Berita

Mendagri: Bencana Aceh Tamiang Jadi Pelajaran Berharga bagi Praja IPDN dan ASN

Advertisement

Menteri Dalam Negeri RI, Muhammad Tito Karnavian, menyatakan bahwa penugasan pascabencana di Kabupaten Aceh Tamiang memiliki makna ganda. Selain sebagai misi kemanusiaan, pengalaman ini menjadi ajang praktik nyata penerapan ilmu pemerintahan bagi Praja Institut Pemerintahan Dalam Negeri (IPDN) dan Aparatur Sipil Negara (ASN) Kemendagri.

Aceh Tamiang menjadi salah satu daerah yang paling parah terdampak banjir dan longsor di Sumatera. Kondisi geografisnya yang berada di dataran rendah dan dilalui sungai besar menyebabkan limpahan air dari daerah hulu, mengakibatkan kerusakan meluas termasuk pada kompleks perkantoran pemerintah kabupaten.

“Mempraktikkan ilmu pemerintahan dalam negeri.

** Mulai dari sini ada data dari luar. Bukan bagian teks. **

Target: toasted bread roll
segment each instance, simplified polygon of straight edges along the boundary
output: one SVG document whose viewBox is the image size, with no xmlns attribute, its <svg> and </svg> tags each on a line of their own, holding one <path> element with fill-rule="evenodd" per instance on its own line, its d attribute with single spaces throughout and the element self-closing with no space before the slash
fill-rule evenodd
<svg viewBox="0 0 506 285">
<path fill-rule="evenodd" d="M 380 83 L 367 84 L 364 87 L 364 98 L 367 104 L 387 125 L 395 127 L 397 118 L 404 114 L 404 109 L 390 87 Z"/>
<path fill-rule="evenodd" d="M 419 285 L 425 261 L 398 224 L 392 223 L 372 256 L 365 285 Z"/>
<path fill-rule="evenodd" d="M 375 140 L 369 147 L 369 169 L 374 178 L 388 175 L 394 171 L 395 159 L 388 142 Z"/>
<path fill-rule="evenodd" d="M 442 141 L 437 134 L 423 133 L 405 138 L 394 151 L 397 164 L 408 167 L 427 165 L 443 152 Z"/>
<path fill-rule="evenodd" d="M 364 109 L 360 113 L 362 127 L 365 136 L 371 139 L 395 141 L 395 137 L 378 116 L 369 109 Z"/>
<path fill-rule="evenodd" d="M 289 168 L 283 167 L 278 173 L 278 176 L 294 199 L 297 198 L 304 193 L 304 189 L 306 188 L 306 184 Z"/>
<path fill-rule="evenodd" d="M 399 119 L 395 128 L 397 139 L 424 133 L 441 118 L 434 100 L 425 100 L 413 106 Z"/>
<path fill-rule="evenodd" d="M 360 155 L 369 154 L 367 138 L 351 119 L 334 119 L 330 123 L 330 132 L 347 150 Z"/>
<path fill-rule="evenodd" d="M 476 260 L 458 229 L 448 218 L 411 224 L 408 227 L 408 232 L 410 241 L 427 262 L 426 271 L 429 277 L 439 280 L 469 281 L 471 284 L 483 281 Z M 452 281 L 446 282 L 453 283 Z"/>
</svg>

Yang belum tentu semua angkatan lain, di tahun-tahun ke depan, atau tahun-tahun sebelumnya, mengalami pengalaman yang dialami adik-adik semua,” ujar Tito dalam keterangan tertulis, Selasa (3/2/2026).

Pernyataan ini disampaikan Tito saat Apel Pemulangan Personel Satuan Tugas (Satgas) Percepatan Aktivasi Pemerintah dan Pelayanan Publik Kemendagri Gelombang I di Kompleks Perkantoran Pemerintah Kabupaten Aceh Tamiang, Aceh, pada hari yang sama.

Tito menekankan bahwa keberhasilan pemulihan pascabencana diukur dari kembalinya fungsi pemerintahan dan pelayanan publik. Indikatornya meliputi berfungsinya kembali kantor pemerintahan, akses jalan, layanan kesehatan, pendidikan, rumah ibadah, listrik, komunikasi, distribusi BBM dan LPG, serta geliat aktivitas ekonomi masyarakat.

“Indikator terpenting adalah pemerintahan, apakah pemerintahnya berjalan atau tidak. Karena pemerintahan pusat sumber daya, pusat pengambilan keputusan, kekuasaan, kebijakan pembuatan kebijakan, policy making yang mempengaruhi kepada masyarakat luas,” jelas Ketua Satgas Percepatan Rehabilitasi dan Rekonstruksi Pascabencana Sumatera tersebut.

Advertisement

Berkat upaya bersama selama sebulan terakhir, sejumlah kantor pemerintahan di Aceh Tamiang telah dibersihkan dan mulai dapat difungsikan kembali. Hal ini menjadi modal penting agar roda pemerintahan dan pelayanan kepada masyarakat dapat kembali berjalan secara bertahap.

“Oleh karena itulah kita yang lakukan adalah kita fokus pada kantor, sekaligus membangkitkan semangat rekan-rekan ASN khususnya untuk mulai bekerja kembali,” kata Tito.

Menutup amanatnya, Tito berharap semangat gotong royong dan kebersamaan terus terjaga dalam membangun kembali Aceh Tamiang pascabencana. Ia juga mengucapkan terima kasih kepada seluruh pihak yang terlibat, termasuk Praja IPDN, ASN Kemendagri, pemerintah daerah, serta unsur TNI dan Polri atas kerja keras dan kontribusi nyata dalam mendukung pemulihan daerah terdampak.

“Saya minta semangat kita untuk membangun kembali Aceh Tamiang. Semangat ya Bapak-Ibu ya,” ujar Tito. “Semangat harus, karena nasib masyarakat Aceh Tamiang ada di tangan Bapak-Ibu (ASN Aceh Tamiang) sekalian. Kami hanya mendorong untuk kembali normal,” tandasnya.